L’opéra de Monteverdi comporte de nombreux personnages et chanteurs et il serait fastidieux de les recenscer tous, d’autant plus que certains comme Amour, Euryclée ou Mélante, ne laisseront pas une impression très favorable. En revanche, il convient de souligner la bonne prestation d’Eurymaque, Carl Ghazarossian, qui fait preuve d’une voix saine et qui s’amuse à jouer un jeune homme impétueux. Emiliano Gonzalez Toro est excellent en Irus, car il parvient bien à rendre l’ivresse du personnage et son apparente bêtise: la voix est puissante et agile. Jean Delescluse apporte une belle noblesse à Eumée et le duo entre lui et Ulysse est peut-être le plus beau moment de la représentation: les deux voix s’harmonisent très bien ensemble!
Parmi les allégories, on retiendra évidemment la magnifique apparition au début de l’opéra de Dominique Visse en fragilité humaine. Il débute sa partie sur un fil de voix et peu à peu les notes viennent se greffer sur un crescendo général. Il utilise toute la pureté de sa voix, contrôlant son vibrato qu’il ne laisse échapper qu’à la fin de la phrase. Le Temps est vaillamment chanté par Renaud Delaigue.

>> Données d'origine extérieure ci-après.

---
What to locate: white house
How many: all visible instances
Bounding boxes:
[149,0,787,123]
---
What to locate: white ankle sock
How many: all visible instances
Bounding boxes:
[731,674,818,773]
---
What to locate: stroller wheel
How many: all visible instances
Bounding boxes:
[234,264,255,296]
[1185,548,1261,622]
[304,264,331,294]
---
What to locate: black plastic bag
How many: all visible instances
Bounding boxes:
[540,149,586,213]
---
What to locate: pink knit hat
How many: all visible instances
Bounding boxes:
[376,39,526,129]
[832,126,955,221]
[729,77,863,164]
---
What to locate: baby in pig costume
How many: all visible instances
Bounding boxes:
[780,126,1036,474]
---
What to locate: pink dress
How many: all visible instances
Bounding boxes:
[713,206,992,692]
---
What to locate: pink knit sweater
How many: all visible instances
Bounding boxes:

La direction de Jean-Claude Malgoire est également très convaincante et expressive. Il cherche, comme dans sa mise en scène, à raconter une histoire. Il donne une bonne dynamique à l’ensemble, même s’il reste toujours un peu sur la retenue.



Une fois de plus, l’Atelier Lyrique de Tourcoing produit un spectacle remarquable où les imperfections relevées ici ou là ne viennent pas gâcher le plaisir du spectateur. L’œuvre est défendue avec enthousiasme et on ne peut qu’adhérer à une telle qualité musicale et visuelle.



A noter :
- la saison de l’Atelier Lyrique de Tourcoing se poursuit avec une autre histoire mythologique, celle d’Orphée et Eurydice immortalisée par Gluck. Philippe Jaroussky, pour l’occasion, fera ses premiers pas dans le rôle-titre et il sera soutenu par Jean-Claude Malgoire.